Many equity markets have already seen double-digit returns this year whilst volatility, both implied and realised, has declined to very low levels in all asset classes bar commodities. One expected trend that has not emerged is US fiscal stimulus as optimism about Trump’s policies diminishes.
Equity markets, however, keep grinding upwards despite already high valuations and a rollover in macroeconomic surprises. Meanwhile, global bond yields have been in a tight range even with the Federal Reserve (Fed) hiking and announcing a balance sheet run-off. The contrarian view would be to sell equities yet we remain overweight equities and underweight government bonds. Improving corporate earnings and favourable valuations relative to bonds help underpin stock markets. We feel the low volatility environment reflects supportive financial conditions, stronger global growth and lower political risk.
Political risks becoming more balanced
Global political risks are much lower, for the first time in more than a year. US trade policy has been stable and Trump hasn’t been impeached. The second round of the French Presidential elections ended with a decisive victory for Emmanuel Macron By contrast, Theresa May’s party saw its apparently unassailable lead in the UK general election dwindle, eventually losing its majority. Weakened and divided, the government now faces the difficult process of negotiating Brexit. By contrast Italian political risk has receded with the Five Star movement losing ground.

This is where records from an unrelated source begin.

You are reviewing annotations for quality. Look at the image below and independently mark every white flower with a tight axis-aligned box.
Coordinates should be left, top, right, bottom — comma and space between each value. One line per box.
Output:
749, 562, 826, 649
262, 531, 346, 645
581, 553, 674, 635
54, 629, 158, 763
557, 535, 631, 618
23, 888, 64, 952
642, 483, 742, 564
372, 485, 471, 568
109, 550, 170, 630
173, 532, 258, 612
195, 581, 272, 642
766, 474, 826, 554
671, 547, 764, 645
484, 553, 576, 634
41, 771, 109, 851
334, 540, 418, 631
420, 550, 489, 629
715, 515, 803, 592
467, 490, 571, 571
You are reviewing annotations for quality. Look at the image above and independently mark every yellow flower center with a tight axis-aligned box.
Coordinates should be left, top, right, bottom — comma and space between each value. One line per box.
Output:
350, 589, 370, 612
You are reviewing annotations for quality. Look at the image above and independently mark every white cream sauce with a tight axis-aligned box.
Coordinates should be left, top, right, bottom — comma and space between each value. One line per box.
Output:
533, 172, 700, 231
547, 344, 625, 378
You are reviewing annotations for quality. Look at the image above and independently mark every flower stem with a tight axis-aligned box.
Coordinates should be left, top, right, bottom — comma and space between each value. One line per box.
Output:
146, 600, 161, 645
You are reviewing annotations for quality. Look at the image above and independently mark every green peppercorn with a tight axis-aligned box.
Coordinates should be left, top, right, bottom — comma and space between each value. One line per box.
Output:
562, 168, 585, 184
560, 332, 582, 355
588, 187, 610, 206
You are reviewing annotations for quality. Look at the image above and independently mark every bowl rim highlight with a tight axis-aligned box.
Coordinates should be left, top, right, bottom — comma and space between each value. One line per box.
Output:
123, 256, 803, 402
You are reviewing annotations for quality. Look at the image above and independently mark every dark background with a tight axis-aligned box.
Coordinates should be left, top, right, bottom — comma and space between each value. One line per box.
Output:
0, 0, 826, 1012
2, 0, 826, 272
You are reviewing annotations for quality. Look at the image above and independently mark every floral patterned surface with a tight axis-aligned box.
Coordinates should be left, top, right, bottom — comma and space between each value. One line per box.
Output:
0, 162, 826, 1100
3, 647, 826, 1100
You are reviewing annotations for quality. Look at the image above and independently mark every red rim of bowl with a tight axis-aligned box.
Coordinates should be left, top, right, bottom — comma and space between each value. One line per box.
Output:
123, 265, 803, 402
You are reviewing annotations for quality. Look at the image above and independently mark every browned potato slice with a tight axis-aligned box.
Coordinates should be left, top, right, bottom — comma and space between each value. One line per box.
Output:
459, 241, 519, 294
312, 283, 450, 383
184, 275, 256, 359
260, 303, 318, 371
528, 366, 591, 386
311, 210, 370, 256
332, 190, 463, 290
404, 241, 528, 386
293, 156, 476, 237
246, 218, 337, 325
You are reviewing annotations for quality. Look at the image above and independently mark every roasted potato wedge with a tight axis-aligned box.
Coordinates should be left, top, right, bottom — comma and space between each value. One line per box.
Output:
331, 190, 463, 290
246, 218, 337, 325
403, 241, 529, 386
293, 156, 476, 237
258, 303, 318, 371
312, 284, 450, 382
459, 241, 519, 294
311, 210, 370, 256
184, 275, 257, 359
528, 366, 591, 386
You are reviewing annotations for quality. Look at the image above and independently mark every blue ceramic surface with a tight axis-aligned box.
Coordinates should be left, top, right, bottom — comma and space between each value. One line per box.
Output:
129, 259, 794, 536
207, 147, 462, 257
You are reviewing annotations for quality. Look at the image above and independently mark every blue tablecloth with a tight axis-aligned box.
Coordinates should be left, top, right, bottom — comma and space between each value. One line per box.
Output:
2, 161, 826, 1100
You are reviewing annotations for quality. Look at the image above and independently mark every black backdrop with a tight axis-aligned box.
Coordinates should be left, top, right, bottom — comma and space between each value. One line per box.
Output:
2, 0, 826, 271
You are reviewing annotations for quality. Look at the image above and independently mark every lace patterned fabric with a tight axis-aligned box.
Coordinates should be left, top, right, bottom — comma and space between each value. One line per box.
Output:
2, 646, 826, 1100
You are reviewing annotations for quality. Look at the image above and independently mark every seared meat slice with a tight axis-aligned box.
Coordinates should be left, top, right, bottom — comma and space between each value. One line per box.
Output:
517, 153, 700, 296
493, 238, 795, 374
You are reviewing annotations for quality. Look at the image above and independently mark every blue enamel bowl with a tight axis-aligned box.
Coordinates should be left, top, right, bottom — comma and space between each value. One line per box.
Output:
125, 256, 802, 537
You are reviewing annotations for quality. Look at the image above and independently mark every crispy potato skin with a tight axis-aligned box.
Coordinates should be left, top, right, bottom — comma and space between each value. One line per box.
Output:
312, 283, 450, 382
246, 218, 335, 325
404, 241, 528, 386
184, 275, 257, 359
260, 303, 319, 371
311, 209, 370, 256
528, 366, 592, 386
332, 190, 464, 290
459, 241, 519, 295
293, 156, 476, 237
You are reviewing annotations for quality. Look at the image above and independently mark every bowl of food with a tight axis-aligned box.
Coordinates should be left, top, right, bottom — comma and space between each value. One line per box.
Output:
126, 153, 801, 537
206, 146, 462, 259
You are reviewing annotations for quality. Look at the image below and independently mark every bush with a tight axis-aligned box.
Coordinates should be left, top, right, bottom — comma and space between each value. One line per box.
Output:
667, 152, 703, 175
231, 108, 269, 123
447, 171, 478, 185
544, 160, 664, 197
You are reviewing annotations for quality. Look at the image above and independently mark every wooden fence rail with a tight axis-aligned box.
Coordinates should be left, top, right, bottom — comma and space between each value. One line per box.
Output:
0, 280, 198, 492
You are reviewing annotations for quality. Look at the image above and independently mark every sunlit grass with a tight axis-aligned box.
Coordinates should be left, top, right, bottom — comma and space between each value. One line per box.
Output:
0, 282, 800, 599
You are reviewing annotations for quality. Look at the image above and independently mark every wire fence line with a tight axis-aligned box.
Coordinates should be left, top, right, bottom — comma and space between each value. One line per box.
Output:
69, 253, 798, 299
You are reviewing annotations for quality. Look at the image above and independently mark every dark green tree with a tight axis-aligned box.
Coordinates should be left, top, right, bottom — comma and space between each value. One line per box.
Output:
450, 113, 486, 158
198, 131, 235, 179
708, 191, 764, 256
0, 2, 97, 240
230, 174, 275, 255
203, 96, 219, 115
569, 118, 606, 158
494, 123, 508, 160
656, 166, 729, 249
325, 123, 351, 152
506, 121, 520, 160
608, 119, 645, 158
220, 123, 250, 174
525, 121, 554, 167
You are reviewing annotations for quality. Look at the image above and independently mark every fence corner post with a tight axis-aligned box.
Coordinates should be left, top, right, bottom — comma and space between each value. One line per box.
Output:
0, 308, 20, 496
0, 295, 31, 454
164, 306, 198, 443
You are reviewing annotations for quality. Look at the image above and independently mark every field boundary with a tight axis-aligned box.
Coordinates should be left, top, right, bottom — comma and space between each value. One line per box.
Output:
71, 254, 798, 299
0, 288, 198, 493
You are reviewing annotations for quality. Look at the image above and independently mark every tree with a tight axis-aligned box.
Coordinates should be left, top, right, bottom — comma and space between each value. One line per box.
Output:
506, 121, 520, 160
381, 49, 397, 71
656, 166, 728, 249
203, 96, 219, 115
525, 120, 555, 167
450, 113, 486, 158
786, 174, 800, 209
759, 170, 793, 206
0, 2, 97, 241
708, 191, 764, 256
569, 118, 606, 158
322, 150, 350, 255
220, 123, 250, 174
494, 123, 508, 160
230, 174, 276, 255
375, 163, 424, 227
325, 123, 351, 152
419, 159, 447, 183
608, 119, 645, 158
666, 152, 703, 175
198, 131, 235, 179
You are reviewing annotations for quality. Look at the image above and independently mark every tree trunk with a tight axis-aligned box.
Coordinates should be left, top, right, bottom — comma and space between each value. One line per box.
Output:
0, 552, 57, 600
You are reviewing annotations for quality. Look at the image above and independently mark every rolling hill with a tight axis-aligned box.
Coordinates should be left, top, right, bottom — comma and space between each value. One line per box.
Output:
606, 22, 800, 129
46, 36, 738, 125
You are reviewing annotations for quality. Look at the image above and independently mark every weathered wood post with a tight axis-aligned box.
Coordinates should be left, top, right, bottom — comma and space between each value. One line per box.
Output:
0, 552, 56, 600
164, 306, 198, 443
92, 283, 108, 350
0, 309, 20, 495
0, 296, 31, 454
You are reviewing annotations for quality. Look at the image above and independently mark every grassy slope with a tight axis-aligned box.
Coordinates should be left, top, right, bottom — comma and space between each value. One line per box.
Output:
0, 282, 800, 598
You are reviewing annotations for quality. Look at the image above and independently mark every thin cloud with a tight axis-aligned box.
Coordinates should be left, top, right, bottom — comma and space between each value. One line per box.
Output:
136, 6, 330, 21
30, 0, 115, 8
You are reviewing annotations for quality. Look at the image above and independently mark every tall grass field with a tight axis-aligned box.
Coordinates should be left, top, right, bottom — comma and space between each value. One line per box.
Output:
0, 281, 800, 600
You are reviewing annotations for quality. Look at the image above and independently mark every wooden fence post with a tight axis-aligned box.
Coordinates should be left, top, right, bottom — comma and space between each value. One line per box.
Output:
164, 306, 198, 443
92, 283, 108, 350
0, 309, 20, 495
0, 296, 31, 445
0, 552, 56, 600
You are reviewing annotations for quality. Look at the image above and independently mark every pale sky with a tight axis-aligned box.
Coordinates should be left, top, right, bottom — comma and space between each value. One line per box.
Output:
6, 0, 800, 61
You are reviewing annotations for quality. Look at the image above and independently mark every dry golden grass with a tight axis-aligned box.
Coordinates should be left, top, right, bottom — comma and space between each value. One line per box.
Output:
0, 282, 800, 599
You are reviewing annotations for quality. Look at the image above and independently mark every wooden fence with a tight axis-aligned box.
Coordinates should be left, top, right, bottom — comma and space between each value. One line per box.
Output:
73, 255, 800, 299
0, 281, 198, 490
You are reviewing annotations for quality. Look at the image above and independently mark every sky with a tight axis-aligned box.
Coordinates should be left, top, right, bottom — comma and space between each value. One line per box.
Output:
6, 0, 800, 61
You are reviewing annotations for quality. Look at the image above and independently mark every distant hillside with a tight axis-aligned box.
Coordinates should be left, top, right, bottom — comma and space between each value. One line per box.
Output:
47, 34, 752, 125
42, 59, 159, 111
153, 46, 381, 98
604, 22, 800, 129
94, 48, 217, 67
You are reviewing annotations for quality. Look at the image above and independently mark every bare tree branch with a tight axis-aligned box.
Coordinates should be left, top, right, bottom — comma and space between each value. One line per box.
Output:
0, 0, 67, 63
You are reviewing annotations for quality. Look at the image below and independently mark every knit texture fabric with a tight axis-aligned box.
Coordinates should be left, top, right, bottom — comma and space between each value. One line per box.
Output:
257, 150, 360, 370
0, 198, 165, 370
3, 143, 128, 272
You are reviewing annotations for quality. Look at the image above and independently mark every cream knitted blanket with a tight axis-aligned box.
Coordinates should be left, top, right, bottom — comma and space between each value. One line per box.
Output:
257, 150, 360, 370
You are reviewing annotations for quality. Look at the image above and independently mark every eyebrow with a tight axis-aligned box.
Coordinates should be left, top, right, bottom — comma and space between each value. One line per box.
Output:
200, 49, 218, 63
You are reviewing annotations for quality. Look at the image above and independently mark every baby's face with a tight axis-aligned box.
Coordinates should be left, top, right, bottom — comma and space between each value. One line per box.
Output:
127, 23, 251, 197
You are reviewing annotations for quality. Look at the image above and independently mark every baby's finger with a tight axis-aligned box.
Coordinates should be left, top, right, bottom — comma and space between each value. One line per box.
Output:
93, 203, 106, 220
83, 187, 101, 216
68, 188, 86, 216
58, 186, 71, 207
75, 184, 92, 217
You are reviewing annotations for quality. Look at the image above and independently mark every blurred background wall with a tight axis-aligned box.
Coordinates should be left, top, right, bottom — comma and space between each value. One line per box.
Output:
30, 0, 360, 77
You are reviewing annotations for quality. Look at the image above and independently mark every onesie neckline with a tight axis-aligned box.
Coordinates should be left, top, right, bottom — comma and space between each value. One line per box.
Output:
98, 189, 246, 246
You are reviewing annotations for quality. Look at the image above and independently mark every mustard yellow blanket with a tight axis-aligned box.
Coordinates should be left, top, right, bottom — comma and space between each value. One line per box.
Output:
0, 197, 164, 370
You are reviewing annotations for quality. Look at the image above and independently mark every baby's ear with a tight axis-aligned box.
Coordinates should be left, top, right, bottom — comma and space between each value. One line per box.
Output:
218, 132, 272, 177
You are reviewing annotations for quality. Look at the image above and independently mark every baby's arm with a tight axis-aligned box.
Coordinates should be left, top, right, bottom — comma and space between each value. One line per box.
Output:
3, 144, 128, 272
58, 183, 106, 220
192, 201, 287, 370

US inflation reverses trend – for now
Our previously-held view that US inflation was on a rising trend has been challenged. The uptick in inflation had pointed to a softer dollar, less Fed tightening and a more pro risk environment. The soft patch in inflation surprised us and, while we expect the uptrend to be resumed later in the year, there is no obvious reason why this should materialise before the end of the summer. Japan has also seen weaker-than-expected inflation and this should be ‘risk’ positive as it allows the central banks to remove accommodation even more slowly. Apart from those that have suffered major currency weakness (e.g. the UK), moderate or high core inflation is almost entirely absent in the world economy. However, the risk that inflation will fall dramatically seems low given low unemployment rates.
Central banks turning more hawkish
Central banks have mostly stuck to the dovish side in recent years when confronted with mixed data on growth and inflation, or political uncertainties. Recent communications from a number of central banks suggest this attitude may be changing amidst the dichotomy between softer inflation, lower yields and falling oil prices versus stronger global growth and financial conditions. As expected, the Fed increased rates in June and announced guidance for balance sheet shrinkage. Minutes of the most recent Bank of England meeting showed that three members voted for a rate rise despite the uncertain political outlook. Several officials from the Bank of Canada have also indicated towards tightening. Given the change in central bank attitudes and rhetoric, the risks of additional rate hikes are rising despite the weak inflation figures.